Are Nigerian women prepared to take over the leadership of the country from the men who have messed up things for the past several decades?

The statistics:

(a) International Women’s Day is currently being celebrated with calls for women to assume more and higher positions.

But this year (2022) marks the 27th anniversary of the Beijing Declaration of 1995 without significant achievement from Nigerian women on the ’12 Strategic Goals’ including political participation.

(b) Women make up about 50% of the world population yet they are never fairly represented in governance, politics, etc in order to help meet the ever-increasing complex challenges of today’s society which men find difficult to overcome.

(c) According to figures by the National Population Commission (NPC), and the National Bureau of Statistics (NBS), Nigeria has a population of about 200 million people with approximately 51% males and 41% females.

However, these figures have never translated in favour of women in either elective or appointive positions.

(d) Out of the 109 Nigerian Senators in the present 9th assembly, there are only 7 women.

(e) Just one (1) senator is a woman in the whole of the 19 Northern states of Nigeria.

(f) There are only eleven (11) women out of the 360 Honourable members of the House of Representatives.

(g) No woman has ever been elected president or vice president of Nigeria.

(h) No woman has been elected as governor in the 4th republic.

(i) The Gender and Equal Opportunities Bill (GEO) sponsored by Senator Abiodun Olujimi in 2016 is still lacking in teeth and bite.

(j) On the global scene, Nigeria is very poor on the Statistics table of women’s parliamentary representation.

Out of 193 countries surveyed by the United Nations, Nigeria ranks 181 positions.

Rwanda is no.1 in the list, Namibia is no. 7, South Africa is no. 10,

Kenya is no. 90; Niger is no. 122.

Women as better leaders than men

The argument as to whether women are better leaders than men depend on the side of the divide one is coming from.
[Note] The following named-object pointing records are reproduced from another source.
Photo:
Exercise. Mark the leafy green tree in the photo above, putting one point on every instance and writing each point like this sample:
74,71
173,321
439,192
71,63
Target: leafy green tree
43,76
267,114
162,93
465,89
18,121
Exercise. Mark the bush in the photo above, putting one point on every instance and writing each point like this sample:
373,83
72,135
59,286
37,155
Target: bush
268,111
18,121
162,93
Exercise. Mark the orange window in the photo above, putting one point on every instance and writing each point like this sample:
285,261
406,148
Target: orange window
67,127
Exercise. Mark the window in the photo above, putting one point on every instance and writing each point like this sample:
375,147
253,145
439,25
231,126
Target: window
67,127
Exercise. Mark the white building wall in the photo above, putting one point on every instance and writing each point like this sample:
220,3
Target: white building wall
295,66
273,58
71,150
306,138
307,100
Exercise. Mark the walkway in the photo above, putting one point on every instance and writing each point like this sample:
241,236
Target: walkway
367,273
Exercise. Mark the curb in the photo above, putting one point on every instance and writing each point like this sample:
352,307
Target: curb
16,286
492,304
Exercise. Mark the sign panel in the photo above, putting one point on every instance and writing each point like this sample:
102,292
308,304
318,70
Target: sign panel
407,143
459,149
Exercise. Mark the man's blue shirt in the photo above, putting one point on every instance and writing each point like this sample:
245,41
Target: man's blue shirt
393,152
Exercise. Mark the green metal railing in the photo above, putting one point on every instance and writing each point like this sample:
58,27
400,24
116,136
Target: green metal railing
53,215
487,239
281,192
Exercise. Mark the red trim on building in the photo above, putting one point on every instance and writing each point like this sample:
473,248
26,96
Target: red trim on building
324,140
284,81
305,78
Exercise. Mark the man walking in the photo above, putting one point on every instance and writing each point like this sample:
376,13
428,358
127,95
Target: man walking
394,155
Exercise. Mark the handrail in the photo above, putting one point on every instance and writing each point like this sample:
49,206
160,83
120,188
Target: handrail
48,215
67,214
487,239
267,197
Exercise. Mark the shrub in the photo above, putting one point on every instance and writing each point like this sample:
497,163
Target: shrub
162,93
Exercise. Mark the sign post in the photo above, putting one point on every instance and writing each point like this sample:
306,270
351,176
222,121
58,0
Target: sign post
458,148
It is not even a matter of which side presents the most persuasive argument. The facts remain and remind us that:

✓ No country is known to have gone to war where millions are killed during the reign of a woman.

✓ Nations have been known to experience stability, economic development, and industrial boom during the reign of women.

✓ As mothers, women are endowed with firmness, democratic qualities, sympathy, and empathy in the affairs of governance. Some of these women world leaders include Bandaranaike of Ceylon (now Sri Lanka), Indira Gandhi of India, Golda Meir of Israel, Margaret Thatcher of UK, Benazir Bhutto of Pakistan, Ellen Johnson Sirleaf of Liberia, Joyce Banda of Malawi, Theresa May of UK, Angela Merkel of Germany, and Aung San Suu Kyi of Myanmar.

Men on the contrary are rather schismatic, ruthless, insensitive, dictatorial, and draconic in nature, thereby leading their country to the brink, volatility, chaos, and bloody consequences like in the case of Adolf Hitler of Germany, Mussolini of Italy, Gaddafi of Libya, Saddam Hussein of Iraq, Omar El Bashir of Sudan, Assad of Syria, Augusto Pinochet of Chile, Idi Amin of Uganda, and Sani Abacha of Nigeria.

Men have led Nigeria to a catastrophic bitter 30-month civil war. Men have dragged Nigeria to unnecessary Boko Haram and Fulani herdsmen unending atrocities. The menace of kidnapping and banditry is driven by men. Communal and tribal conflict is fueled by men. Men have earned for Nigeria the infamous notorious no. 3 position on the world terrorism index. Men have maladministered Nigeria through all forms of Nepotism, corruption, political banditry. Men have squandered the Commonwealth of Nigeria.

Is it not time to allow the women to take the destiny of Nigeria to a better future?

2023 beckons.

If the 2 world major religions Islam and Christianity elevate women to an amiable pedestal, if the gender discrimination and divide in Nigeria’s political leadership landscape is more a result of culture and religion, then, it, therefore, remains to be seen whether our religiosity is more of lip service, deception, and chauvinistic rather than anything that has to do with women’s brains.